There’s the Blood & Sand and Hemingway’s favorite, Death in the Afternoon. There’s the Corpse Reviver #2 and the Scorpion Bowl.

All darkly exotic and delicious as hell.

For me, though, the best in this category has always been the Mexican Firing Squad.

It’s a very simple shake of four ingredients: tequila, lime juice, bitters and grenadine.

That last ingredient has to be freshly made, however. None of that electric-red store bought garbage will do.

I can remember my very first one, back in 2008. I landed a job as a cocktail waitress in a tiny (and I mean tiny) cocktail bar in the bottom of Manhattan’s East Village called Louis 649.

It was originally a Jazz bar, but then morphed to a cocktail focus. It is sadly closed now, but was among that first wave of cocktail joints in America’s burgeoning fascination with pre-Prohibition libations. Suffice it to say, there were plenty of drinks that I’d never heard of on our menu at that time.

It was here that I really cut my teeth as a spirits writer, learning the histories and nuances of so many bottles and recipes, from Chartreuse liqueur to The Last Word cocktail. Of our over-reaching 40-cocktail menu, the Mexican Firing Squad was instantly my favorite.

I went on to sell hundreds in the year that I worked there, initiating the masses in a drink that is always to me: Better than a Margarita, just as easy to make and ultimately very, very refreshing on a hot day. 
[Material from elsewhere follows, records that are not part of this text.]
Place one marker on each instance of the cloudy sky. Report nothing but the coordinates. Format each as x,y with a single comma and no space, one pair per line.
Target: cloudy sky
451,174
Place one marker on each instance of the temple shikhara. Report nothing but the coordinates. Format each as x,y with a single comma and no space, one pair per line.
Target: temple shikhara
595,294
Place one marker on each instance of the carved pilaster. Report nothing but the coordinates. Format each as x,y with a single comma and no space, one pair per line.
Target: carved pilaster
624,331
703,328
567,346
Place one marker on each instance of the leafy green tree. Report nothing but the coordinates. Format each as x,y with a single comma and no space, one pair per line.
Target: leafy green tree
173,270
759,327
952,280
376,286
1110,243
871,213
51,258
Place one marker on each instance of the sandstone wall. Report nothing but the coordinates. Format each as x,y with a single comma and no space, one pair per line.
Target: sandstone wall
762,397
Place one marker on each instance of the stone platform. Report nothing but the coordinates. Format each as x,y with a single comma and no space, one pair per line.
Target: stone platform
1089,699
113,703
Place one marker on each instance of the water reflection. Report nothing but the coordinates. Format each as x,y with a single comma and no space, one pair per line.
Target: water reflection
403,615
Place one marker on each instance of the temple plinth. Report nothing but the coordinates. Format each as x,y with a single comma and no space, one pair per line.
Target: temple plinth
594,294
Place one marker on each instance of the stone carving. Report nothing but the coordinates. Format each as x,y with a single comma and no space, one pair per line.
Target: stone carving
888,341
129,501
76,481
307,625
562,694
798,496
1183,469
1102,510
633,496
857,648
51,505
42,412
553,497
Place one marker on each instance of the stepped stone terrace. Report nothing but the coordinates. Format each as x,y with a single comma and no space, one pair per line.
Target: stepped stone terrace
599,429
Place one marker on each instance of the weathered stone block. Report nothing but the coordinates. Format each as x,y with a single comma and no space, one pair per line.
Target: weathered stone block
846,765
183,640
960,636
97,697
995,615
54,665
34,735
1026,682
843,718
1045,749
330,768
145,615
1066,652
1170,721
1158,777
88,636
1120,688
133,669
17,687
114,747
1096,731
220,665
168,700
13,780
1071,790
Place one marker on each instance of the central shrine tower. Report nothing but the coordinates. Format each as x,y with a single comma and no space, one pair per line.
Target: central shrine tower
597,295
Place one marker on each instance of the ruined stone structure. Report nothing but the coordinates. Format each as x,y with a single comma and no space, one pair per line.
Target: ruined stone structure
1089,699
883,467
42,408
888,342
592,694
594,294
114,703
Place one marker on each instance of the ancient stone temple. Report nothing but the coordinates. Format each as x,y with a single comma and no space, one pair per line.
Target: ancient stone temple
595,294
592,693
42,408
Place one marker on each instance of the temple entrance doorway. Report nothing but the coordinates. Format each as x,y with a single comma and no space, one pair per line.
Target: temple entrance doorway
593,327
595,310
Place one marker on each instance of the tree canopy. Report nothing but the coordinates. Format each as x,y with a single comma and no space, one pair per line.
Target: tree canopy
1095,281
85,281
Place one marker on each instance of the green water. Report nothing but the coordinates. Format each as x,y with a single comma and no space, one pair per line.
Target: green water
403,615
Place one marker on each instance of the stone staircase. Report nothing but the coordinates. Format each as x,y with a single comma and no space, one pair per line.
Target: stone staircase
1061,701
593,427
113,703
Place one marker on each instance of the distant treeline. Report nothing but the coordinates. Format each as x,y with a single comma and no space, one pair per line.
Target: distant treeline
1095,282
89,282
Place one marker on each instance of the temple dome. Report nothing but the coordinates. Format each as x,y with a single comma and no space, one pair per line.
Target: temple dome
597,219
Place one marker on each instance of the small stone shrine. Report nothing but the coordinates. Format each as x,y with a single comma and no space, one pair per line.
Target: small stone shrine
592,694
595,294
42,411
Where Margaritas can grow too sour after a few, this cocktail is quaffable for longer, helped by a balance of less-acidic pomegranate and the shining vegetal notes of a good, blanco tequila. It’s easy to batch for a party and wonderful poolside.

The history is fun, as well.

The Mexican Firing Squad was created in 1937 at The La Cucaracha Bar in Mexico City. Does it make me happy that my favorite cocktail comes from a Mexican bar where the menu featured a cockroach dressed in a tuxedo?

Yes. Yes, it does.

The recipe for the drink was first shared in print is byfamed world traveler, cocktail writer and historian Charles H. Baker, in his The Gentleman’s Companion: Being an Exotic Drinking Book Or, Around the World with Jigger, Beaker and Flask. That was published in 1947, and while you’ll find some modern recipes adding soda to create a highball version—for me, a Mexican Firing Squad is only ever perfect served in a rocks glass, sans bubbles.

Every time I drink one, I think back on long nights, slinging drinks and singing Sam Cooke with customers, in a tiny, tiny one-room bar in a bygone East Village.

I truly miss those days, but I rarely ever miss this drink. It’s easy enough to reach for the ingredients at home, or to wander down to The Elysian Bar in the Marigny neighborhood. They do a spot-on rendition.

To ensure your version sings (or, should we say ‘fires’), absolutely make your own grenadine.